Brent Trades Near 12-Year Low as Iran Comeback to Swell Glutby and
Iran's sanctions relief frees country to ramp up exports
OPEC sees deeper decline in rivals' supply as U.S. falters
Brent crude traded near a 12-year low in London, briefly dipping below $28 a barrel, as the lifting of international sanctions on Iran paves the way for increased supply amid a global glut.
Futures fell 1.3 percent after earlier dropping as much as 4.4 percent in London to the lowest since November 2003. Iran is beginning efforts to boost output and exports by 500,000 barrels a day now that restrictions have ended, Amir Hossein Zamaninia, deputy oil minister for commerce and international affairs, said Sunday. Saudi Oil Minister Ali al-Naimi dismissed supply concern with a forecast that prices will recover.
“Clearly, what is happening is that markets are continuing to be quite anxious about the possibility that we will see Iran bring back quite a bit of oil,” Bart Melek, the head of commodity strategy at TD Securities in Toronto, said in a telephone interview. “This probably is a little quicker than people thought.”
Brent capped a third annual loss in 2015 as the Organization of Petroleum Exporting Countries effectively abandoned output limits. Iran, which was OPEC’s second-biggest producer before sanctions were intensified in 2012, is trying to regain its lost market share and doesn’t intend to pressure prices, officials from its petroleum ministry and national oil company said this month.
Brent for March settlement fell as much as $1.27 to $27.67 a barrel on the London-based ICE Futures Europe exchange and settled at $28.55. Front-month prices declined 14 percent last week for a third weekly drop. The European benchmark crude was at a discount of $1.43 to West Texas Intermediate for March.
WTI for February delivery fell as much as $1.06, or 3.6 percent, to $28.36 a barrel in electronic trading on the New York Mercantile Exchange, where the floor is closed for the federal holiday honoring Martin Luther King Jr. Trades will be booked Tuesday. The contract slid $1.78 on Friday. Prices have lost 21 percent this year.
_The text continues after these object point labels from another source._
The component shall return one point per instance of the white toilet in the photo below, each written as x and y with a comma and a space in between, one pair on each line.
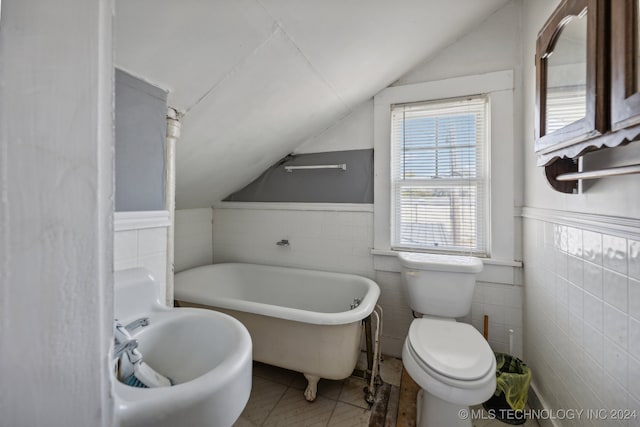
451, 362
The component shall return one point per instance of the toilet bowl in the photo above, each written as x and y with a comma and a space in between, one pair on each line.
450, 361
453, 365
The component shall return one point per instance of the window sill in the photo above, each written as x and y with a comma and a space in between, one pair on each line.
495, 270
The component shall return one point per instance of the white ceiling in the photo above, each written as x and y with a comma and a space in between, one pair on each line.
255, 78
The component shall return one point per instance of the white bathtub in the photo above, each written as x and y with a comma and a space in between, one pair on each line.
298, 319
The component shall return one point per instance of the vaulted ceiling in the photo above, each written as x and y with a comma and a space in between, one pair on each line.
255, 78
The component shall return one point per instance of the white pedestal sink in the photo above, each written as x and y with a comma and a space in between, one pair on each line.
206, 354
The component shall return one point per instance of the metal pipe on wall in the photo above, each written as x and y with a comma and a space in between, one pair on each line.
173, 134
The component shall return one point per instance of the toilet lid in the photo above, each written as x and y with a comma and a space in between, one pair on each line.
455, 350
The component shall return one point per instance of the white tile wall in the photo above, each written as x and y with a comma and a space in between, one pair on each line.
581, 318
192, 238
342, 241
322, 240
146, 247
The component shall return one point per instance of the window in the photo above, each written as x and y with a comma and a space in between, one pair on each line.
439, 175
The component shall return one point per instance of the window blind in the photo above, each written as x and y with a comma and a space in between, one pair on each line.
439, 175
565, 105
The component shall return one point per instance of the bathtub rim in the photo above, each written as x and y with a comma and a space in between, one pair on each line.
359, 313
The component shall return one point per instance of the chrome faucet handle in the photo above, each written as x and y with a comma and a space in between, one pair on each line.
131, 326
120, 333
121, 348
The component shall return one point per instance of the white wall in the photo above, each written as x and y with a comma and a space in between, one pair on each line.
331, 237
56, 212
140, 240
193, 238
581, 288
250, 234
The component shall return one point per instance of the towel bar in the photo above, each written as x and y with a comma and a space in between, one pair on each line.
342, 166
600, 173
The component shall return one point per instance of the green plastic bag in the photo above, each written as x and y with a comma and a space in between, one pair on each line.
513, 377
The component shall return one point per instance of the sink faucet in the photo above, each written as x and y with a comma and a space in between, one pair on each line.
123, 342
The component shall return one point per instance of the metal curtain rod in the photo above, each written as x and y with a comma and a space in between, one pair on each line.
342, 166
600, 173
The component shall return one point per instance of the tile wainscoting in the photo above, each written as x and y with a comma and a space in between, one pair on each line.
140, 240
339, 237
582, 312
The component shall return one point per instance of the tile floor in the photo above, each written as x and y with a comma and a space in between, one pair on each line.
277, 400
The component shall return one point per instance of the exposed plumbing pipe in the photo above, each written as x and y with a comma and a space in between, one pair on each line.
173, 134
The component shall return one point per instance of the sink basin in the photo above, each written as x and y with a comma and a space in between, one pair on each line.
206, 354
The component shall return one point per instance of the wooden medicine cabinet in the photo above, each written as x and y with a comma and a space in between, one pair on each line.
571, 84
587, 86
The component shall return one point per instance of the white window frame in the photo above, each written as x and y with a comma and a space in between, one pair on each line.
482, 180
498, 87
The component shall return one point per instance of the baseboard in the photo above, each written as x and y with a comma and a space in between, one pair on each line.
537, 403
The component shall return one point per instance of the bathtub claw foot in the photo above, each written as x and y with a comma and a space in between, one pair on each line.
312, 387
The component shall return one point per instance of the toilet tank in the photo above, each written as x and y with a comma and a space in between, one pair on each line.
439, 285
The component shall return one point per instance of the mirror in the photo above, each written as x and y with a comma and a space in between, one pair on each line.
571, 79
566, 91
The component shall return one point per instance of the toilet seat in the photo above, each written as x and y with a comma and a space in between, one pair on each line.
454, 353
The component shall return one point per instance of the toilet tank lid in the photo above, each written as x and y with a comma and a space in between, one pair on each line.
439, 262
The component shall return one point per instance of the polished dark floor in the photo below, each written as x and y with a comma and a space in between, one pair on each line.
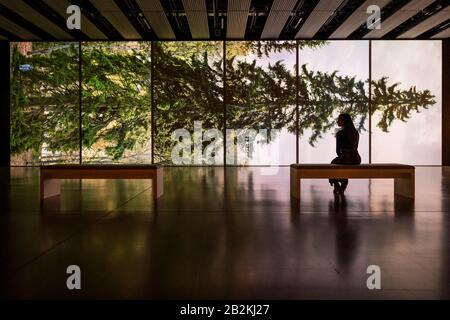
219, 233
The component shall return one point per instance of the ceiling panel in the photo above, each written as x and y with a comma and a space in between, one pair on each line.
17, 30
155, 15
443, 34
237, 15
115, 16
36, 18
358, 18
403, 14
320, 14
87, 26
197, 18
279, 13
428, 24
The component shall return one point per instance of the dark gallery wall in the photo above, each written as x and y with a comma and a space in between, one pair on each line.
446, 102
4, 104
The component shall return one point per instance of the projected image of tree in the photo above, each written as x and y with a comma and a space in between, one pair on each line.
116, 102
44, 103
188, 87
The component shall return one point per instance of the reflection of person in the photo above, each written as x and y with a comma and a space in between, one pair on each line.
346, 148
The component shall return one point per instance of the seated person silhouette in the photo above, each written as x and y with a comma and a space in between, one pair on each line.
347, 140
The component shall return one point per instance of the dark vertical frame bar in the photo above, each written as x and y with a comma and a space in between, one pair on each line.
5, 104
224, 54
152, 100
297, 52
370, 101
446, 102
80, 102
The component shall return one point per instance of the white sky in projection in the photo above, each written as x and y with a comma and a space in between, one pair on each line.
348, 58
411, 63
281, 150
418, 141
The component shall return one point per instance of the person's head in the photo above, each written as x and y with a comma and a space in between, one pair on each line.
345, 121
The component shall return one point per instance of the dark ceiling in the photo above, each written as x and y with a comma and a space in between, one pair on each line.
223, 19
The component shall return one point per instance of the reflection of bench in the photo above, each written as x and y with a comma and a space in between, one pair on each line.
403, 175
51, 176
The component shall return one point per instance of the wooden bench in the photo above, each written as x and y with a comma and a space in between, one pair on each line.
403, 175
50, 176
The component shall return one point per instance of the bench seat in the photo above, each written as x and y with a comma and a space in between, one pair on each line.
402, 174
50, 176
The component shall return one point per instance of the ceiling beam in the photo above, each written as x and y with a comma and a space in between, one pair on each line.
197, 18
154, 12
52, 15
36, 18
97, 19
356, 19
136, 17
426, 24
88, 28
321, 13
15, 32
237, 15
440, 30
280, 12
403, 14
445, 34
115, 16
24, 23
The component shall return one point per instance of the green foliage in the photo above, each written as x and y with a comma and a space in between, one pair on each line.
188, 86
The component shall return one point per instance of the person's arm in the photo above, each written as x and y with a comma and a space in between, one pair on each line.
338, 143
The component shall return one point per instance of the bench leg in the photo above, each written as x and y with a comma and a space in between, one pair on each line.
50, 188
295, 184
158, 183
405, 187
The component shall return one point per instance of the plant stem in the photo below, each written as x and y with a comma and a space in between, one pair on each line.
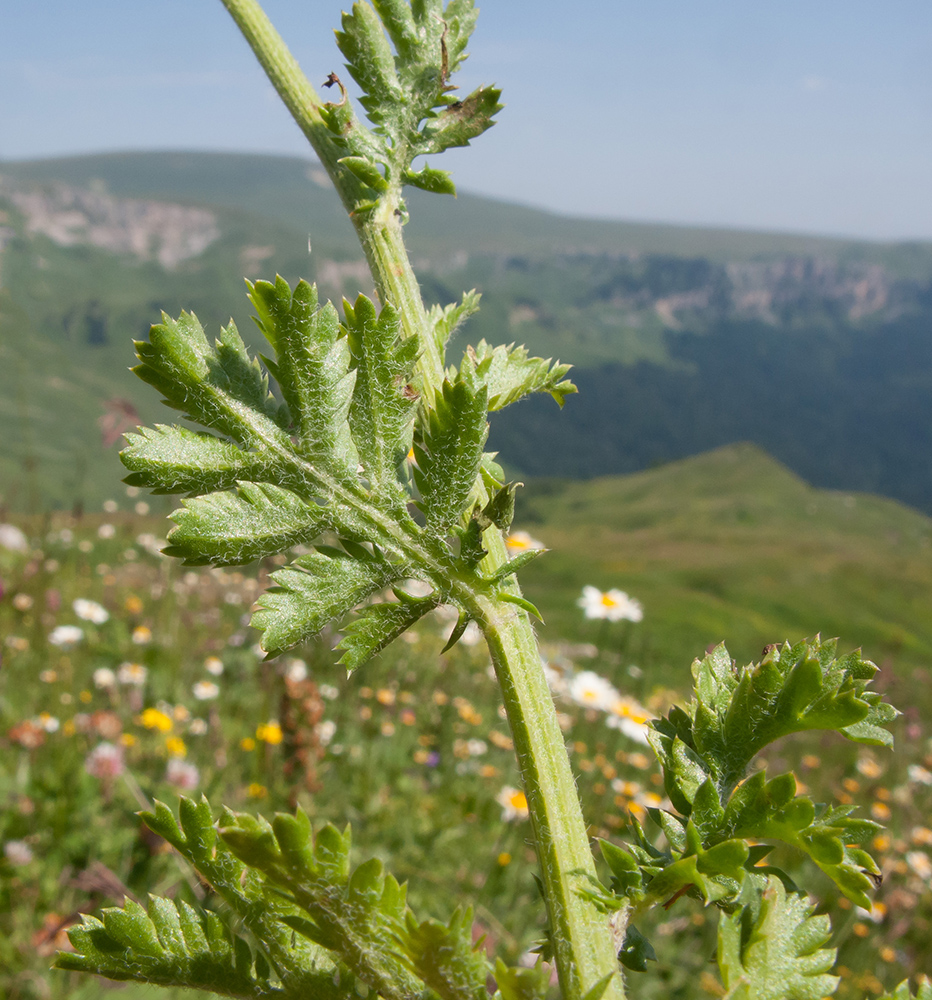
582, 939
583, 943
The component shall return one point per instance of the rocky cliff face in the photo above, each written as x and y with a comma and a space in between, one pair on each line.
148, 230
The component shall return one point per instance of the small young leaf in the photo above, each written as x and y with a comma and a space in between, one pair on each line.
509, 374
383, 404
429, 179
636, 951
461, 121
449, 452
778, 954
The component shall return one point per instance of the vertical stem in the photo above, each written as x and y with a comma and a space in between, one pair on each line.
582, 938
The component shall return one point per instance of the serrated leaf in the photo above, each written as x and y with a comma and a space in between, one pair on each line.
461, 121
316, 589
449, 452
170, 459
430, 179
233, 528
124, 946
366, 171
515, 983
446, 320
383, 405
369, 59
780, 955
509, 374
214, 385
636, 951
374, 627
312, 368
443, 955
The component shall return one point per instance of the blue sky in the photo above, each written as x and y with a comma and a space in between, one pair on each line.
803, 115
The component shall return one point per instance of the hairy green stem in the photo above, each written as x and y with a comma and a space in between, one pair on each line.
582, 938
379, 229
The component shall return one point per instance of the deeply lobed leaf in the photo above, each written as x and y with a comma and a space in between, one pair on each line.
777, 953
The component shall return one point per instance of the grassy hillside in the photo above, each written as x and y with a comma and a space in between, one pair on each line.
731, 546
684, 339
291, 191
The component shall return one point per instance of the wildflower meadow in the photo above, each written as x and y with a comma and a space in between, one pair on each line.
310, 744
128, 678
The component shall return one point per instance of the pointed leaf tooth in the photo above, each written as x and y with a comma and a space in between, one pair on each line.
374, 627
461, 121
382, 410
317, 589
177, 460
237, 527
449, 452
313, 370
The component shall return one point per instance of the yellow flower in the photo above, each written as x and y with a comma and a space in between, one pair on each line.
142, 635
270, 733
521, 541
513, 803
152, 718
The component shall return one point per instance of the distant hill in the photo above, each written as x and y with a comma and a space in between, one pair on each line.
730, 545
684, 338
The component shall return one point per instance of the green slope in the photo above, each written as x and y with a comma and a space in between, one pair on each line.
283, 188
730, 545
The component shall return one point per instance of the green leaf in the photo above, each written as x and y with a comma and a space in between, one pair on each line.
449, 452
382, 411
374, 627
461, 121
509, 374
521, 602
369, 59
233, 528
312, 370
366, 171
531, 984
316, 589
443, 955
447, 320
458, 629
172, 946
735, 713
177, 460
219, 387
429, 179
778, 954
636, 951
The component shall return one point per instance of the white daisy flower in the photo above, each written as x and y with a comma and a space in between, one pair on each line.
589, 689
66, 636
90, 611
613, 605
205, 690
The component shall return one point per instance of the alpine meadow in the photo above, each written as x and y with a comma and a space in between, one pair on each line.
397, 707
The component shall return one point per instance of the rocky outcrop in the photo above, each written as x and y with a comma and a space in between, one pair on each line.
148, 230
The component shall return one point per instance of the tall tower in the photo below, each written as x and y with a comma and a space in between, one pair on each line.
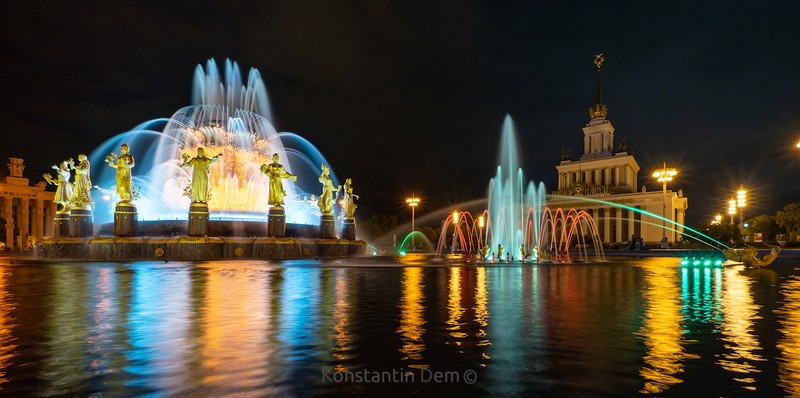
598, 135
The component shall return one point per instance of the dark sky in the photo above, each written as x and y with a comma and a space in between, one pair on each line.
410, 96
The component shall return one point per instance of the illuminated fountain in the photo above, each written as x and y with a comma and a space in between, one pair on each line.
231, 121
518, 220
229, 117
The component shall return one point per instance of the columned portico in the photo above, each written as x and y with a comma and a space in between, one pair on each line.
603, 181
26, 209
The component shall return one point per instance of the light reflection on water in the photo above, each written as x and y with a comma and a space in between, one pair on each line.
789, 343
259, 328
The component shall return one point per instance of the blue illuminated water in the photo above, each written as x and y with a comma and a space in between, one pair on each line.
300, 328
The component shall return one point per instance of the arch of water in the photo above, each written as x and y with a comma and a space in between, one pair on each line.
229, 117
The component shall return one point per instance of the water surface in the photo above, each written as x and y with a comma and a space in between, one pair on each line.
301, 328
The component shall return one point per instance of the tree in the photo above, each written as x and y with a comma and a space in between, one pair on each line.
789, 218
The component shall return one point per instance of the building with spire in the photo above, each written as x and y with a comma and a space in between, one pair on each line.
604, 182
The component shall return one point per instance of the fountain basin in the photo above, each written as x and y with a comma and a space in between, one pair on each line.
195, 248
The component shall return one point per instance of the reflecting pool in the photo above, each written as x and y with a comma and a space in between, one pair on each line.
375, 326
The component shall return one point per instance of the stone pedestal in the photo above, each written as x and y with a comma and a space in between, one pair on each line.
81, 224
62, 224
276, 224
327, 227
125, 219
198, 219
349, 228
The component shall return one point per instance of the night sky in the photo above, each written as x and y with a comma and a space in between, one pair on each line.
409, 96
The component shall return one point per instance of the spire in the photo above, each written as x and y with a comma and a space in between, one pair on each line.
598, 110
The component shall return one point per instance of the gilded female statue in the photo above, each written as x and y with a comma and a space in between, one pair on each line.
200, 165
326, 197
83, 182
276, 173
349, 199
123, 163
63, 186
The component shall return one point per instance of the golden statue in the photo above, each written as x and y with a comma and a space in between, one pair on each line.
598, 60
83, 182
349, 199
123, 163
200, 165
326, 197
63, 186
276, 172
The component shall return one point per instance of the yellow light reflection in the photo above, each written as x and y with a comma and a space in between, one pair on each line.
7, 348
789, 344
234, 328
482, 311
454, 309
412, 316
341, 322
662, 331
737, 330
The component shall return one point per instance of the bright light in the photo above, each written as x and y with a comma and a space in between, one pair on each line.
741, 198
665, 174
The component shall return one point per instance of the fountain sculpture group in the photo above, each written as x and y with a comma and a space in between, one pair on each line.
225, 139
74, 226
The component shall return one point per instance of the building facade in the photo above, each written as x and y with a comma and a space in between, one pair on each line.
604, 183
26, 211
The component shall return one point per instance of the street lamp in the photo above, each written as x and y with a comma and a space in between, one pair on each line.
664, 175
741, 202
413, 202
732, 208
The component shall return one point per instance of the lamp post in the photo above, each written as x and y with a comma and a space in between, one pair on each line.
741, 202
732, 208
664, 175
413, 202
732, 211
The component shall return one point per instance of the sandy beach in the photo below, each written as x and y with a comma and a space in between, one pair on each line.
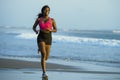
11, 69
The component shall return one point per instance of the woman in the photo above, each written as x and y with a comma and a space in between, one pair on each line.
47, 26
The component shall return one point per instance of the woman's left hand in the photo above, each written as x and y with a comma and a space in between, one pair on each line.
48, 29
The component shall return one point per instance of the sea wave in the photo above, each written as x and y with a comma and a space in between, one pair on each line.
73, 39
116, 31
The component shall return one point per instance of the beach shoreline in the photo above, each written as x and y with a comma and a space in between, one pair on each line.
29, 70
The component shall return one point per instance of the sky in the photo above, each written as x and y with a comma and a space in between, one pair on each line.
68, 14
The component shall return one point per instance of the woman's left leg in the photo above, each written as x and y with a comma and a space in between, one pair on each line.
47, 47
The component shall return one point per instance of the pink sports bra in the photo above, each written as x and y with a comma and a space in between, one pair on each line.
45, 25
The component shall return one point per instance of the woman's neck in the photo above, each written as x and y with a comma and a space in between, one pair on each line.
45, 17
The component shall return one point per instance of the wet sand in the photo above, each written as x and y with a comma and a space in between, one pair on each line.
26, 70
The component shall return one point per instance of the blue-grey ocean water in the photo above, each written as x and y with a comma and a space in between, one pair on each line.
100, 47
Buyers of Iranian crude are free to import as much of it as they want after the International Atomic Energy Agency determined that the country had curbed its ability to develop a nuclear weapon. As holder of the world’s fourth-largest reserves of crude and biggest deposits of natural gas, the nation gains immediate access to about $50 billion in frozen accounts overseas, funds the government says it will use to rebuild industries. Hellenic Petroleum SA will meet Iran oil officials Friday to discuss crude oil imports from Iran, Reuters said, citing a person from the company.
“There is no more if about Iran coming back,” Carl Larry, director of business development with Frost & Sullivan, said in a phone interview from Houston. “They are coming back and now we have that supply to deal with.”
Iran will be able to increase oil production by 100,000 barrels a day, or 3.7 percent, a month after sanctions are lifted and by 400,000 in six months, according to the median estimate of 12 analysts and economists surveyed by Bloomberg. The Persian Gulf nation is OPEC’s fifth-biggest producer.
Saudi Arabia’s al-Naimi said Sunday that crude prices will rise and market forces and cooperation among producing nations will lead in time to renewed stability.
He declined to comment on how the removal of economic sanctions against Iran might affect prices. Saudi Arabia is the world’s biggest crude exporter, pumping 10.25 million barrels a day in December, according to data compiled by Bloomberg.
Production outside OPEC will drop by 660,000 barrels a day this year, the group said Monday in its monthly market report, deepening the decline from its previous estimate by 270,000 barrels a day.
Hedge funds last week increased bearish oil wagers to a record as global equities fell and sanctions on Iran were poised to end. Speculators’ short position in WTI rose 15 percent in the period ended Jan. 12, data from the U.S. Commodity Futures Trading Commission show. It’s the highest in records dating back to 2006. Net-long positions fell to the lowest in more than five years.
For Brent crude, speculators increased their bullish stance to the highest since October, raising net-long positions by 17,507 contracts to 202,559, according to data released on Monday by ICE Futures Europe.